While the misdemeanor charges were making their way through Henderson Municipal Court, the police and the Selimaj family were gearing up for a coroner’s inquest into Deshira’s death. On April 11, after two days of testimony, with accounts from witnesses who disputed the police version of events, as well as those from officers who said the woman put their lives in danger, a jury unanimously ruled the shooting justified.

Henderson prosecutors can decide to dismiss charges independent of police. The Henderson city attorney’s office is closed on Fridays, and Zentz was not available for comment. Neither were police.

Attorneys representing Selimaj in the municipal case initially filed an extensive request for documents, internal police communications and physical evidence from the day of the shooting, in an effort to defend Selimaj’s actions that afternoon.

Jim Jimmerson, the family’s lead attorney on the case, said the dropped charges indicate “police recognized that they were in for a real war in trying to prosecute these phony charges.

“Also, somebody within the city of Henderson woke up and realized that with the loss that Mr. Selimaj sustained, it was absolutely against common sense to try and prosecute these claims,” Jimmerson added.

District Attorney David Roger said he could not think of a time his office had dropped charges because of concern for a defendant’s children, though he also could not rule out the possibility it has happened. Each case is different and negotiated individually, said Roger, who would not comment on the Selimaj case.

If the charges hadn’t been dropped, Selimaj would have faced at least 30 days in jail, a penalty stemming from an earlier arrest. In December 2007, two months before the shooting, Zyber Selimaj pleaded no contest to assault charges for allegedly punching a juvenile ice cream truck customer.
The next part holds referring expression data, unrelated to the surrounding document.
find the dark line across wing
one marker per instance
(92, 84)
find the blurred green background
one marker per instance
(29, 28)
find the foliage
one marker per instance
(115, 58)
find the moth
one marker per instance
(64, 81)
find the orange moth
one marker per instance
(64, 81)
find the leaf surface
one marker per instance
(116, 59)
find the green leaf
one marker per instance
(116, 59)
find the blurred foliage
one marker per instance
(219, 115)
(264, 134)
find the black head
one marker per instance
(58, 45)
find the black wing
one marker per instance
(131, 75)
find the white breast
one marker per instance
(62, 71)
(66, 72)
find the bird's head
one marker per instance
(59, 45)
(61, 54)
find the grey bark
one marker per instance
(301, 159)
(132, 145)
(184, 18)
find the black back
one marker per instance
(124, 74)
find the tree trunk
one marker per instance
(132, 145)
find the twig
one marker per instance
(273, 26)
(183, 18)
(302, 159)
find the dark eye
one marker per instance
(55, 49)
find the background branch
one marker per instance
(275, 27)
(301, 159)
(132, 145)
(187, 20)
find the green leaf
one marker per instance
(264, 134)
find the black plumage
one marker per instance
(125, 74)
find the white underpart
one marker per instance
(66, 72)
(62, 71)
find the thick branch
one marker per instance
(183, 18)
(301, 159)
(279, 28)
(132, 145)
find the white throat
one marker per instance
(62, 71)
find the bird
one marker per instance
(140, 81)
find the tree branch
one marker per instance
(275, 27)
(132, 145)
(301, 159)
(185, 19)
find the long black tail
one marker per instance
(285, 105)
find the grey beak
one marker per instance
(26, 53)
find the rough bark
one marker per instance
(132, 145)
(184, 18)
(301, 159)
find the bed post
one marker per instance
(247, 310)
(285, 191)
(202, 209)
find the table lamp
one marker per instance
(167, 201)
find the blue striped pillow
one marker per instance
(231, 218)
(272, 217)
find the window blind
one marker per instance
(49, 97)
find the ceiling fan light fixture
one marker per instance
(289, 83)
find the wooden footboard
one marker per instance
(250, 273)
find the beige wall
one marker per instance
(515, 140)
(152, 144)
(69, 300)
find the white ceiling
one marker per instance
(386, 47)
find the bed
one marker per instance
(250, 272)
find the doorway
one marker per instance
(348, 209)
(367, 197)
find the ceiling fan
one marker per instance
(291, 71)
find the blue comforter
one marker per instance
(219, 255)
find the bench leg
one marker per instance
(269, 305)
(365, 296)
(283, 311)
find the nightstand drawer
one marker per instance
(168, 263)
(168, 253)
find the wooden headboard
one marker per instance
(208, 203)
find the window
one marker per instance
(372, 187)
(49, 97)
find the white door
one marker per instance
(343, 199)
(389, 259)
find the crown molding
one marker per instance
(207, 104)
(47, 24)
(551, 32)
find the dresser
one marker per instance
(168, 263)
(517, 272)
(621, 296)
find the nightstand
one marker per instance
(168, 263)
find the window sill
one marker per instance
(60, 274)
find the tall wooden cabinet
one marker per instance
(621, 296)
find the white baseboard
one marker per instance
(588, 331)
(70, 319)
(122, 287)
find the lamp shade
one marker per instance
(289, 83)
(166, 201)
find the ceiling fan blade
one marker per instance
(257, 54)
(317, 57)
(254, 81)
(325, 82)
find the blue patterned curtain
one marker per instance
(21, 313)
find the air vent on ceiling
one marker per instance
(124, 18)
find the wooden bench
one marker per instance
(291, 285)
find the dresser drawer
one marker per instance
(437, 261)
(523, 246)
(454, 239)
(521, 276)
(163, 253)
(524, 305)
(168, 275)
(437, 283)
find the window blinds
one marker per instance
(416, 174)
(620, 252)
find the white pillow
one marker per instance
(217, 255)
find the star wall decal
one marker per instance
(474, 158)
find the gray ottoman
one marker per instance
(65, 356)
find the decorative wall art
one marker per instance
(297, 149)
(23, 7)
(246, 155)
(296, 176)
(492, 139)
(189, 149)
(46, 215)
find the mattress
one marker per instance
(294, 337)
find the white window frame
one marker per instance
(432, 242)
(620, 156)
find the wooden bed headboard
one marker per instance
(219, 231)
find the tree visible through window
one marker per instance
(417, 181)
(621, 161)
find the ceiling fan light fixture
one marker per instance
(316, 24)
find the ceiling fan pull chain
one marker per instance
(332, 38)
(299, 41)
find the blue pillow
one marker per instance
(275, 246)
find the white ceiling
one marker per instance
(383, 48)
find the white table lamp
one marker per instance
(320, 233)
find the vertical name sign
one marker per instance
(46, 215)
The judge granted Selimaj a suspended 30-day sentence, providing the father did not get arrested within the following year.

So the February arrest could have landed Selimaj in jail for 30 days, plus any time he would have to serve for the traffic and obstruction charges. This would have meant that his three children, the eldest of whom was 11 at the time of the shooting, would have been without their sole parent for as long as Selimaj was behind bars.

Selimaj and Jimmerson will now have to decide whether they still want to pursue his federal lawsuit, the attorney said.

If Selimaj drops the lawsuit, the dismissal stands to be the final court action stemming from the shooting.